The influence of drainage slots on locally reacting acoustic liners

Current turbofan engine liners incorporate drainage slots to prevent any liquid build-up in the resonator cavities, which would affect the acoustic performance and structural integrity. Unless explicitly designed for, drainage slots create undesired acoustic paths, thus admitting intercellular acoustic interaction. A 3D finite element prediction technique which can represent a liner sample consisting of an array of individual cells, each of arbitrary shape and configuration, has been developed. Porous surfaces of arbitrary impedance distribution may be included, and the solution provides a detailed output of the acoustic field and performance.

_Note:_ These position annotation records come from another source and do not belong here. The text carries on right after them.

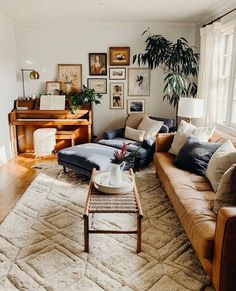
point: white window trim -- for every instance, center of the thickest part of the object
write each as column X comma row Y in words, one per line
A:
column 227, row 128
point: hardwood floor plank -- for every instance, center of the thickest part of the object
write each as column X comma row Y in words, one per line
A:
column 15, row 177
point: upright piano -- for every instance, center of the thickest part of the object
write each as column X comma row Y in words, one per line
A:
column 23, row 123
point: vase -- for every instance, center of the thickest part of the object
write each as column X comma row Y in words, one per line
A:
column 116, row 174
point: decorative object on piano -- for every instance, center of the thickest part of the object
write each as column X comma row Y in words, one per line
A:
column 52, row 102
column 135, row 106
column 138, row 82
column 53, row 87
column 33, row 75
column 99, row 85
column 116, row 95
column 119, row 56
column 117, row 73
column 70, row 77
column 84, row 97
column 23, row 104
column 44, row 141
column 98, row 64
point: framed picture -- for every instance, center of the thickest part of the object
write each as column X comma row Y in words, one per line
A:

The essentially linear model is extended to encompass the influences of acoustic apertures with nonlinear resistance characteristics, such as may occur in perforate face sheets, cellular misalignment and drainage slots. A semi-empirical orifice impedance model is devised, and nonlinearity is handled by an iterative solution procedure. Large apertures are discretised in the conventional way, and small openings are treated using an impedance coupling. The new models are verified, and the method is applied to single mode device configurations. Predictions for single layer arrays of square cells with longitudinal slots show that drainage slots render the liner nonlocally reacting, and cause significant changes in the insertion loss curve. Numerical results for hexagonal cells with longitudinal and lateral slots compare well with experimental data in most cases.